Münchner Sicherheitskonferenz: Europa rückt in den Hintergrund – und die USA setzen neue Prioritäten
Münchner Sicherheitskonferenz: Europa rückt in den Hintergrund – und die USA setzen neue Prioritäten
Die Münchner Sicherheitskonferenz in diesem Jahr war geprägt von scharfen Wortgefechten, lockerem Ton und einigen überraschenden Momenten. Hochrangige Politiker gerieten in Streit über Außenpolitik, während andere mit ihren Wortwahlen – oder sogar Accessoires – Schlagzeilen machten.

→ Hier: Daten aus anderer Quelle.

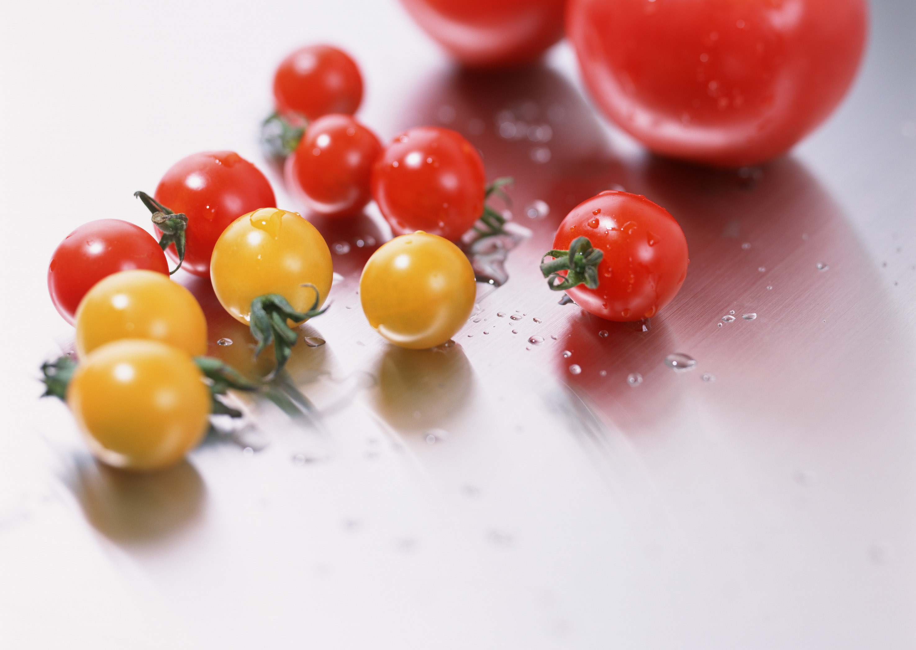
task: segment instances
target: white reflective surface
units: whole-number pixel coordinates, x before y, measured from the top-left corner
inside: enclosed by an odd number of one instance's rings
[[[0,646],[912,647],[916,9],[872,11],[838,112],[741,178],[645,156],[565,45],[463,74],[395,3],[4,6]],[[163,474],[98,466],[38,399],[71,336],[51,251],[91,219],[146,226],[133,192],[198,150],[235,149],[300,209],[257,124],[274,65],[316,41],[358,60],[383,138],[448,125],[516,178],[510,279],[453,348],[393,349],[354,293],[385,228],[315,220],[344,279],[305,328],[326,344],[289,364],[313,408],[249,405],[256,429]],[[536,268],[566,211],[617,187],[690,245],[648,332],[558,306]],[[246,358],[183,281],[212,352]]]

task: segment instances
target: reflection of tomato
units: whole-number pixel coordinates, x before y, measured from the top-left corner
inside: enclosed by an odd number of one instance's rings
[[[372,170],[372,196],[395,234],[422,230],[457,240],[483,213],[485,183],[474,146],[437,126],[398,135]]]
[[[359,280],[369,324],[392,343],[412,350],[451,339],[471,315],[475,292],[474,269],[464,254],[426,233],[382,245]]]
[[[210,391],[186,352],[124,339],[83,359],[67,404],[100,460],[126,470],[174,464],[207,430]]]
[[[725,167],[787,151],[852,81],[865,0],[571,0],[605,113],[660,154]]]
[[[247,323],[251,301],[279,294],[297,311],[324,302],[333,271],[331,251],[315,227],[296,212],[266,208],[245,214],[216,242],[210,265],[213,291],[223,307]]]
[[[274,75],[274,101],[279,113],[298,113],[310,120],[329,113],[352,115],[362,100],[359,68],[345,52],[329,45],[297,49],[280,62]]]
[[[191,356],[207,352],[207,321],[197,300],[168,276],[123,271],[89,290],[76,312],[81,358],[117,339],[151,339]]]
[[[372,199],[369,177],[381,153],[376,135],[350,115],[324,115],[309,125],[287,158],[288,181],[313,212],[357,214]]]
[[[156,200],[188,215],[181,268],[203,277],[210,274],[213,244],[227,225],[245,212],[277,205],[264,174],[232,151],[193,154],[179,160],[156,188]],[[167,253],[178,261],[173,245]]]
[[[528,63],[563,35],[565,0],[401,0],[414,19],[470,66]]]
[[[166,255],[149,233],[119,219],[99,219],[60,242],[48,267],[48,290],[54,307],[72,324],[80,300],[96,282],[132,268],[169,275]]]
[[[569,250],[586,237],[604,256],[598,287],[565,289],[575,302],[608,320],[649,319],[671,302],[687,276],[687,241],[663,208],[627,192],[605,191],[580,203],[557,229],[553,247]]]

Die Veranstaltung spiegelte zudem verschobene Prioritäten in der globalen Politik wider, wobei Europas Rolle besonders kritisch hinterfragt wurde, während sich die USA anderen Regionen zuwenden.
Der Auftakt der Konferenz war eine Mischung aus Diplomatie und ungeschminkter Rhetorik. Der US-Senator Lindsey Graham sorgte für Aufsehen, nachdem er in einer Diskussion im POLITICO Pub derbe Ausdrücke verwendete und provokante Aussagen tätigte. Sein Stil erinnerte an eine Republikaner-Debatte aus dem Jahr 2015, als er außenpolitische Bedenken mit dem Satz "Whom does it matter?" (sinngemäß: "Was geht mich das an?") abtat – ein Moment, der den Beginn einer direkteren, oft polarisierenden politischen Sprache markierte.

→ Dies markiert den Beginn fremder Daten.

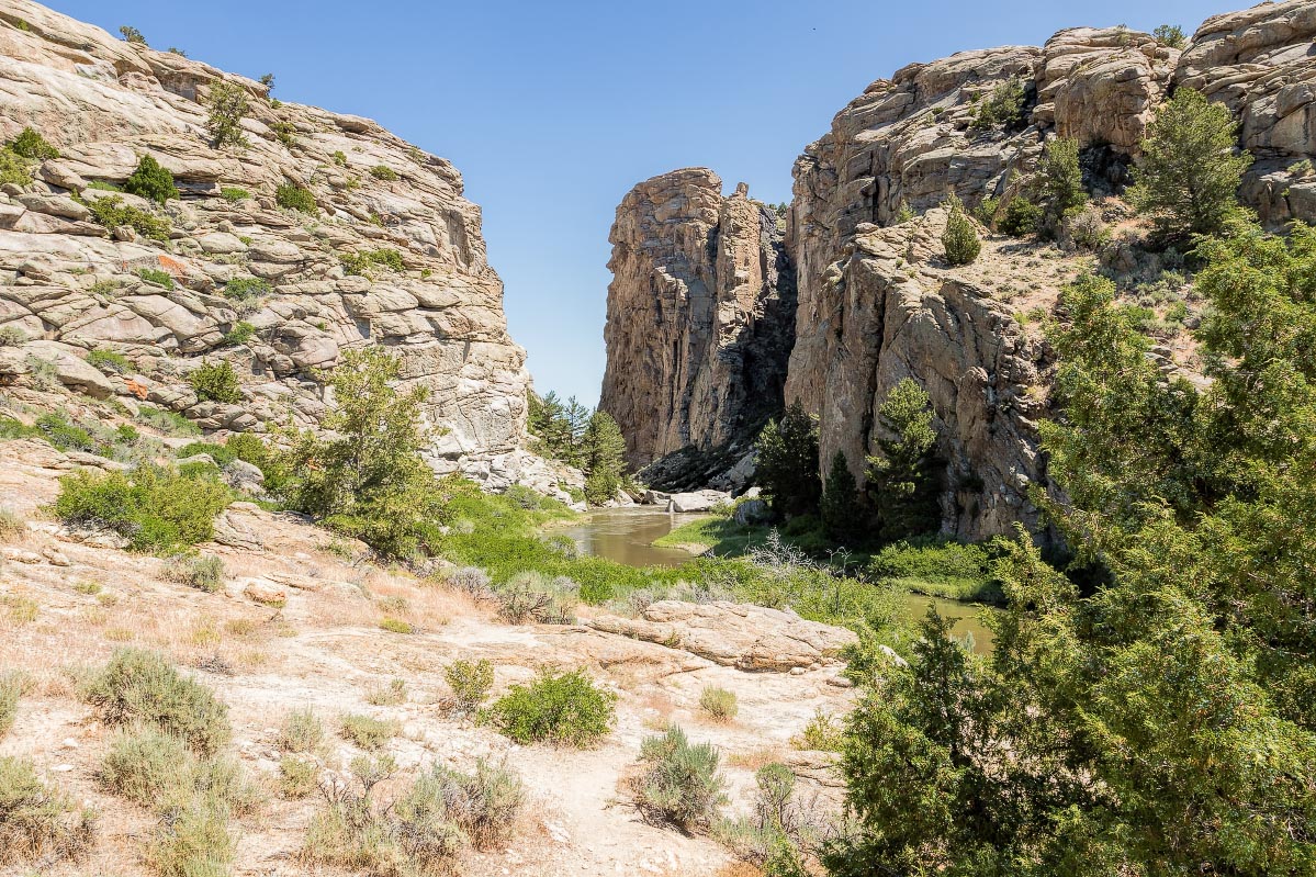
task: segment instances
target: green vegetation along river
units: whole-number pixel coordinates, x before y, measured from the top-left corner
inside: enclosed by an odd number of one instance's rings
[[[571,539],[582,553],[628,566],[679,566],[690,560],[688,552],[659,548],[653,543],[674,528],[700,518],[701,515],[670,515],[647,506],[609,508],[557,532]],[[991,651],[991,632],[978,619],[982,607],[923,594],[905,594],[900,600],[912,620],[921,618],[928,611],[928,603],[933,603],[938,612],[954,619],[955,635],[971,633],[976,652]]]

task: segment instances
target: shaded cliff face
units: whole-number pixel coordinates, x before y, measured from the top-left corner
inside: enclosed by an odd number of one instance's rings
[[[204,101],[220,80],[246,92],[247,149],[211,146]],[[33,356],[75,369],[89,349],[121,353],[138,374],[109,375],[108,392],[207,429],[253,431],[290,412],[313,425],[325,410],[317,370],[382,344],[407,382],[430,390],[436,469],[492,486],[521,477],[525,357],[507,333],[479,208],[447,161],[366,119],[276,104],[251,80],[0,0],[0,141],[25,126],[62,153],[0,195],[0,327],[41,345]],[[182,199],[155,209],[120,196],[167,215],[167,242],[107,229],[71,198],[113,195],[91,184],[122,184],[145,154],[174,173]],[[284,184],[308,188],[317,209],[278,207]],[[401,270],[345,270],[341,257],[375,250],[397,252]],[[236,302],[224,295],[234,278],[267,287]],[[250,338],[226,344],[242,323]],[[240,404],[197,400],[186,377],[203,358],[234,366]]]
[[[1182,51],[1124,28],[1075,28],[1042,47],[966,51],[869,86],[796,161],[787,217],[797,307],[784,400],[799,399],[819,416],[824,464],[840,450],[862,479],[879,437],[876,407],[912,377],[928,391],[941,433],[944,528],[982,539],[1015,521],[1036,527],[1026,494],[1046,478],[1036,421],[1048,413],[1049,353],[1016,315],[1049,309],[1061,284],[1095,265],[998,240],[975,266],[946,270],[937,205],[950,194],[969,207],[1011,195],[1054,136],[1076,138],[1088,182],[1111,191],[1128,182],[1157,105],[1174,88],[1191,87],[1225,103],[1241,122],[1240,145],[1257,158],[1242,200],[1273,224],[1316,220],[1316,175],[1304,175],[1303,166],[1316,155],[1313,37],[1316,1],[1292,0],[1211,18]],[[1008,87],[1023,95],[1020,116],[1009,125],[976,124]],[[709,217],[715,204],[708,200]],[[924,216],[895,226],[901,204]],[[619,212],[619,228],[621,219]],[[632,246],[690,258],[709,221],[679,242],[672,230],[683,225],[650,223]],[[609,303],[624,290],[628,316],[625,334],[608,336],[609,374],[615,362],[620,369],[642,358],[622,338],[653,340],[642,349],[657,365],[642,395],[628,395],[617,378],[609,386],[646,462],[682,444],[700,445],[684,427],[679,396],[665,395],[688,382],[665,381],[707,367],[712,357],[690,358],[700,349],[684,345],[680,328],[666,320],[672,292],[624,279],[633,277],[632,262],[617,253]],[[671,349],[684,358],[665,359],[659,337],[678,342]]]
[[[633,188],[612,226],[600,408],[633,466],[745,441],[782,408],[795,282],[776,215],[707,169]]]

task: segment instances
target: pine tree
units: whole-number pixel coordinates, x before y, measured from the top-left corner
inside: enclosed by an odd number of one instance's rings
[[[599,506],[617,495],[626,478],[626,440],[605,411],[595,411],[580,437],[584,496]]]
[[[336,406],[313,431],[287,436],[284,498],[296,511],[397,557],[422,548],[443,518],[443,492],[421,458],[422,386],[399,394],[401,363],[380,348],[349,350],[326,375]]]
[[[832,471],[822,487],[819,516],[829,540],[848,548],[855,548],[863,541],[867,512],[859,502],[859,489],[850,473],[850,464],[840,450],[832,457]]]
[[[886,436],[869,458],[867,481],[883,541],[933,532],[941,523],[934,452],[937,432],[928,394],[905,378],[878,408]]]
[[[758,452],[754,478],[778,515],[808,515],[817,511],[822,495],[819,477],[819,427],[799,400],[780,423],[770,420],[754,444]]]
[[[1128,198],[1166,240],[1215,234],[1238,212],[1252,155],[1236,154],[1237,130],[1228,107],[1191,88],[1174,92],[1148,126]]]

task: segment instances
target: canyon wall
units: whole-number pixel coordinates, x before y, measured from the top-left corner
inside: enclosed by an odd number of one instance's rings
[[[784,400],[799,399],[819,416],[824,467],[841,452],[862,478],[879,437],[878,406],[912,377],[932,399],[946,461],[944,531],[982,539],[1015,521],[1037,529],[1028,489],[1046,483],[1036,424],[1049,413],[1050,362],[1023,317],[1049,309],[1063,283],[1095,261],[998,238],[974,266],[948,269],[937,205],[950,194],[970,208],[1011,195],[1055,136],[1079,141],[1094,191],[1117,192],[1157,105],[1191,87],[1241,122],[1240,146],[1255,159],[1242,200],[1273,226],[1316,220],[1307,161],[1316,154],[1313,37],[1312,0],[1216,16],[1182,50],[1125,28],[1075,28],[1042,47],[909,65],[837,113],[795,163],[786,236],[797,307]],[[984,124],[983,108],[1011,86],[1023,95],[1021,115]],[[619,225],[632,207],[628,199],[619,209]],[[905,208],[917,219],[901,223]],[[649,244],[665,246],[663,237]],[[624,337],[642,337],[653,329],[644,315],[658,311],[619,274],[609,307],[622,295],[636,315]],[[609,375],[615,356],[622,357],[616,334],[608,338]],[[626,410],[628,388],[605,382],[609,390]],[[633,410],[637,435],[670,433],[663,407]],[[671,445],[645,441],[658,453]]]
[[[221,82],[249,103],[246,147],[212,145],[207,101]],[[0,195],[0,329],[25,338],[0,357],[5,381],[36,359],[211,431],[315,425],[324,370],[378,344],[401,358],[405,385],[429,388],[437,470],[491,487],[551,481],[522,450],[525,354],[507,333],[480,211],[447,161],[367,119],[280,103],[250,79],[0,0],[0,142],[28,126],[61,157]],[[172,171],[180,199],[113,191],[142,155]],[[315,205],[280,207],[287,186]],[[87,204],[105,198],[167,219],[166,240],[95,221]],[[397,259],[359,258],[390,250]],[[233,295],[234,279],[259,280],[255,294]],[[97,378],[93,349],[130,373]],[[197,399],[187,377],[203,361],[237,370],[240,403]]]
[[[780,410],[795,274],[778,226],[701,167],[645,180],[617,208],[599,406],[633,466],[744,442]]]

NATO-Generalsekretär Mark Rutte rechtfertigte später seine umstrittene Bezeichnung für Donald Trump – er hatte ihn "daddy" (sinngemäß "Papi") genannt – damit, dass Englisch nicht seine Muttersprache sei. Die Bemerkung löste Diskussionen aus, doch Rutte relativierte ihre Bedeutung.
Auf der Hauptbühne kam es zu Spannungen zwischen der EU-Außenbeauftragten Kaja Kallas und dem US-Botschafter bei den Vereinten Nationen, Mike Waltz. Ihre hitzige Debatte drehte sich um die Haltung Washingtons zu Verbündeten und den US-Ausschuss für Frieden im Gazastreifen. Ein Clip, der Kallas' skeptische Reaktionen zeigte, ging viral und unterstrich die transatlantischen Reibereien.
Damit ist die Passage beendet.